Periodic wildfires are a naturally occurring part of the Western ecosystem, and not all are attributable to climate change. But before 1995, the U.S. averaged fewer than one megafire per year; between 2005 and 2014, that average jumped to 9.8 such fires per year. Before 1970, there had been no documented megafires at all.

Above-average temperatures and drought conditions, which can make fires larger and burn hotter, are strongly associated with a warming atmosphere, however. Larger and hotter fires are also more dangerous. “Our biggest goal is always to put the fires out as fast as possible,” Neujahr told me. “There is a correlation: As fires get bigger, the cost of the fire grows, but so do the risks to the firefighters.”

In Oregon, anyway, the Cram Fire’s warning has registered. Shortly after the fire broke out, Oregon Governor Tina Kotek declared a statewide emergency with an eye toward the months ahead. “The summer is only getting hotter, drier, and more dangerous — we have to be prepared for worsening conditions,” she said in a statement at the time.

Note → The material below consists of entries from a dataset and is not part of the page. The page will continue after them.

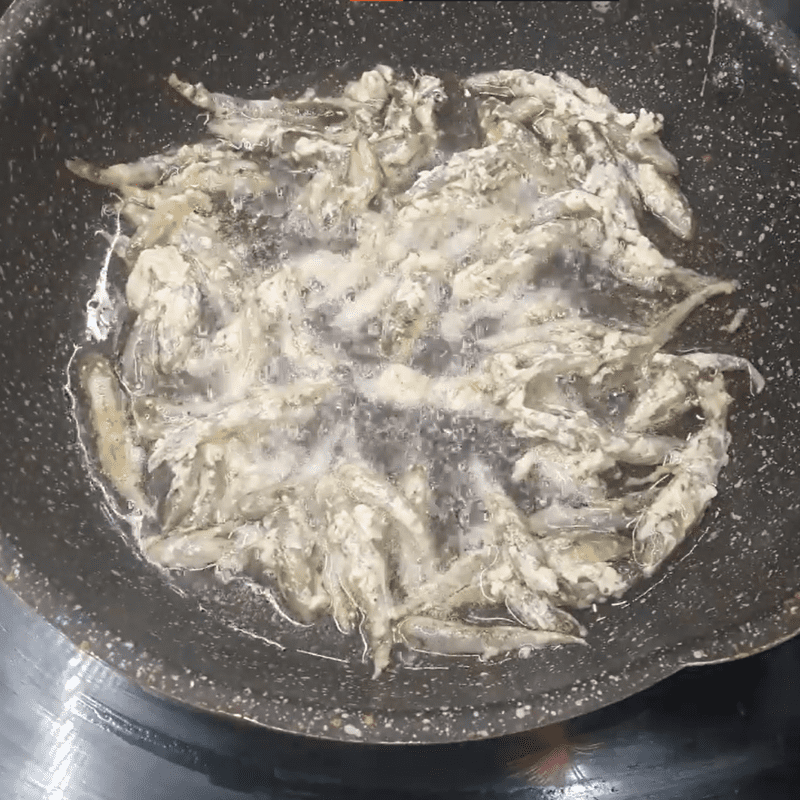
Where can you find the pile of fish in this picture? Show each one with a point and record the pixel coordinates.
(398, 355)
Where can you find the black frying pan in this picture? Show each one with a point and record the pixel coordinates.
(87, 78)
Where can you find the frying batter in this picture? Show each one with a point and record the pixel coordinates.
(406, 384)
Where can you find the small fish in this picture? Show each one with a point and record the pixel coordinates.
(445, 637)
(121, 460)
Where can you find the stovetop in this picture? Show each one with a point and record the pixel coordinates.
(71, 728)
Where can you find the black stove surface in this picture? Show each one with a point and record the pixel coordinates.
(71, 728)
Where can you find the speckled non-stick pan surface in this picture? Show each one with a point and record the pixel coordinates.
(87, 78)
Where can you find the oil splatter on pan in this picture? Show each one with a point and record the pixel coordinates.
(731, 114)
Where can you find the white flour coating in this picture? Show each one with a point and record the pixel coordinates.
(403, 382)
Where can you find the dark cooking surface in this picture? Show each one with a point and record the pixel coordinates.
(88, 80)
(72, 728)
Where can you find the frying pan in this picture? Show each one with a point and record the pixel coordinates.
(86, 78)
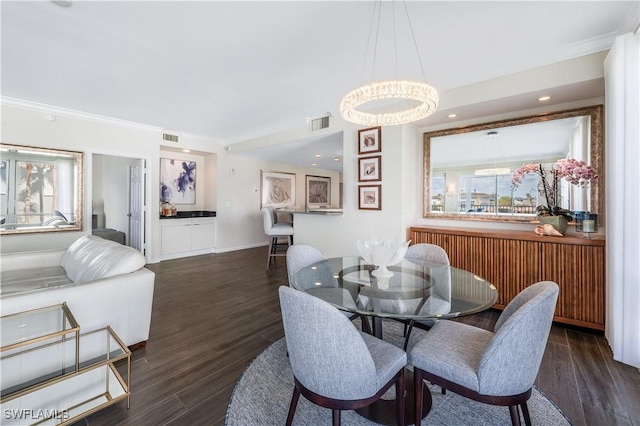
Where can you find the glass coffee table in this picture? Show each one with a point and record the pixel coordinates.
(52, 374)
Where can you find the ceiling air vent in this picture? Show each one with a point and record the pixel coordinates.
(319, 123)
(169, 137)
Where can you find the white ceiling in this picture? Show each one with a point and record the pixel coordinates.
(238, 70)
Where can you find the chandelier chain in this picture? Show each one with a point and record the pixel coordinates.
(413, 36)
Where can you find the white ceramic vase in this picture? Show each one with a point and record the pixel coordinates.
(382, 254)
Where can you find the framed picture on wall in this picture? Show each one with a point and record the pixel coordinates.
(278, 189)
(318, 190)
(177, 181)
(369, 168)
(370, 197)
(370, 140)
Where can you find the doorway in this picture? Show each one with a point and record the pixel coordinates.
(118, 200)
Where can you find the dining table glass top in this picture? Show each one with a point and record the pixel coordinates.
(415, 291)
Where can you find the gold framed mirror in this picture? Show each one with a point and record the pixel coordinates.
(40, 190)
(468, 170)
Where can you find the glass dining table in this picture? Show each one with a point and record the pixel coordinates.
(416, 291)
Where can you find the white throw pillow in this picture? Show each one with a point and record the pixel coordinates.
(92, 258)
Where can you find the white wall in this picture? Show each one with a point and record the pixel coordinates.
(622, 157)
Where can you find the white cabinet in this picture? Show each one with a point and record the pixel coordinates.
(187, 237)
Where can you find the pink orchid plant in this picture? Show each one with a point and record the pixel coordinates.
(576, 172)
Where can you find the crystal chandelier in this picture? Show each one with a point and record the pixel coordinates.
(424, 94)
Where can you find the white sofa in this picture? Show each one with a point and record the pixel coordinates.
(103, 282)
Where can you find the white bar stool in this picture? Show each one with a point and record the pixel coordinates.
(275, 231)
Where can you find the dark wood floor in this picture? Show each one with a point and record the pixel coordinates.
(213, 314)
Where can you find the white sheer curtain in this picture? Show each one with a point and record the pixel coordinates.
(622, 214)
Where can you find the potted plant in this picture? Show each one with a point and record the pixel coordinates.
(576, 172)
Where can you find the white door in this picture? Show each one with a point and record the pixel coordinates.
(136, 205)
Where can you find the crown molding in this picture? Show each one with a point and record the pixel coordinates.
(55, 110)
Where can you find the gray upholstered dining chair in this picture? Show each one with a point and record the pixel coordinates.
(496, 368)
(302, 255)
(334, 365)
(275, 231)
(427, 253)
(433, 254)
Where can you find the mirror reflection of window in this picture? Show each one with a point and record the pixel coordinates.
(458, 164)
(39, 189)
(437, 193)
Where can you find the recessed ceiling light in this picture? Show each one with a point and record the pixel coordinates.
(63, 3)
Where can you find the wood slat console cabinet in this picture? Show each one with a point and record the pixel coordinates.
(513, 260)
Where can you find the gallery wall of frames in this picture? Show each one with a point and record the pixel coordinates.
(370, 169)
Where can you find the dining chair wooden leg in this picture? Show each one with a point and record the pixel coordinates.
(515, 415)
(525, 413)
(293, 405)
(336, 417)
(417, 395)
(400, 398)
(366, 327)
(270, 253)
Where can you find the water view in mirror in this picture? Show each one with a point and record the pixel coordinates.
(40, 190)
(469, 171)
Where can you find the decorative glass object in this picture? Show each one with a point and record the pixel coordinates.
(589, 224)
(382, 254)
(579, 217)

It’s improbable that there won’t be a megafire this season; the last time the U.S. had a year without a fire of 100,000 acres or more was in 2001. And if or when the megafire — or megafires — break out, all signs point to the “where” being Oregon or Washington, concentrating the area of potential destruction, exhausting local personnel, and straining federal resources. “When you have two states directly next to each other dealing with the same thing, it just makes it more difficult to get resources because of the conflicting timelines,” Neujahr said.

By October, at least, there should be relief: The national fire outlook describes “an increasing frequency of weather systems and precipitation” that should “signal an end of fire season” for the Northwest once fall arrives. But there are still a long 68 days left to go before then.